Technique #2:  Write first thing; wake up early if necessary.  You've likely heard this advice before.  That's because it works, and not just for writing.  Whatever is most important in your life, whether itís writing or studying or exercising, do it first thing.  If you don't, life inevitably intervenes.

Example:  A few years ago, I had a twelve-week deadline to write six one-hour scripts, a 60-page instruction booklet, and to complete the altered-state sound engineering for a CD companion album to my first book.  I had to do all this while 1) my co-author was on tour and couldn't help, 2) I was going through a major house remodel, 3) I was working full-time, 4) I was scheduled to travel out of the country for two weeks, and 5) I was preparing for the PNWA's annual 3-day writers conference.  Waking at 5:30 AM every morning and writing allowed me to finish the project on schedule when I otherwise would have been unable to find time to write. 

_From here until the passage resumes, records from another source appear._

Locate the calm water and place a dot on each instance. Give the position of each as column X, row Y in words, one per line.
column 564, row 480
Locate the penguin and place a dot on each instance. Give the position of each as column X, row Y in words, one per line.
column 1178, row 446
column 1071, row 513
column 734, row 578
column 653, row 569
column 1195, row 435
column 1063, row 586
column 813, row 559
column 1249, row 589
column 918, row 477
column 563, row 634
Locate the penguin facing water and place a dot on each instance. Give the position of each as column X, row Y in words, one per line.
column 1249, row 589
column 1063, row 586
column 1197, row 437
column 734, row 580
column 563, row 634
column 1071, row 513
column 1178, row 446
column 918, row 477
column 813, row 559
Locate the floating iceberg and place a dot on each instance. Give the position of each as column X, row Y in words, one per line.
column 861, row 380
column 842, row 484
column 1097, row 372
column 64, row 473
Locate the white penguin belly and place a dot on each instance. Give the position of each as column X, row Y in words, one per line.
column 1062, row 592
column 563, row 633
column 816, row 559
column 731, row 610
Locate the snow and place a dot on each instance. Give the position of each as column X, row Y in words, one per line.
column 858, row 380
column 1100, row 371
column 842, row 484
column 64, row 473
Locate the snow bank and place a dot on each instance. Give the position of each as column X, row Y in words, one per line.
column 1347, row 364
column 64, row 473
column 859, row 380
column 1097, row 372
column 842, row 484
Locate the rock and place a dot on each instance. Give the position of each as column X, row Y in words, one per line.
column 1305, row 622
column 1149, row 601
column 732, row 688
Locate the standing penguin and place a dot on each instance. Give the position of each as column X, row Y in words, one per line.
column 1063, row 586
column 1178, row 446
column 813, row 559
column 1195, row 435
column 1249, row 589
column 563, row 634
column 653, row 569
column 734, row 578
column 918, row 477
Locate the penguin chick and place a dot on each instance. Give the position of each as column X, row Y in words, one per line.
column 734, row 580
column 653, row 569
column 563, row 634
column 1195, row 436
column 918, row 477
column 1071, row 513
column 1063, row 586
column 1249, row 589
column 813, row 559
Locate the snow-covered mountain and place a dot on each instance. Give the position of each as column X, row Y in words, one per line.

I realize that not everyone is a "morning person," so rising at the crack of dawn won't work for everybody, but the earlier in the day you can schedule your writing sessions, the better.

 

Technique #3: Use motivational triggers to your advantage.  Almost everyone who loves to write has an activity that, when they're engaged in it, compels them to write.  Maybe it's reading a good book or books by a particular author.  Maybe reading poetry or listening to music (especially cinematic soundtracks) inspires you to dance with the muse.  Maybe what motivates you is watching movies or listening to Uncle Bert tell stories about the old days.

Example:  There was a period in my life when my only free time was during my work lunch hour.  So I made a  pact with myself:  I'd spend my lunch break alternating between reading a book and writing a chapter on my current project.  I promised myself that I wouldn't write a word until I finished the book I was reading, and I wouldn't read anything else until I'd finished writing my next chapter.

I found that when I was reading, all I wanted to do was write.  And so I'd hurriedly finish my book so I could work on my next chapter.  When I was writing, all I wanted to do was read my next book, so I'd write as quickly as I could so I could read another novel.  During this period I wrote a tremendous amount  of material and finished a great deal of books.

What inspires you to write?  I can't tell you what that is.  It's different for everyone.  Think about it, recognize it when it happens, and habitually engage in that activity to keep you motivated.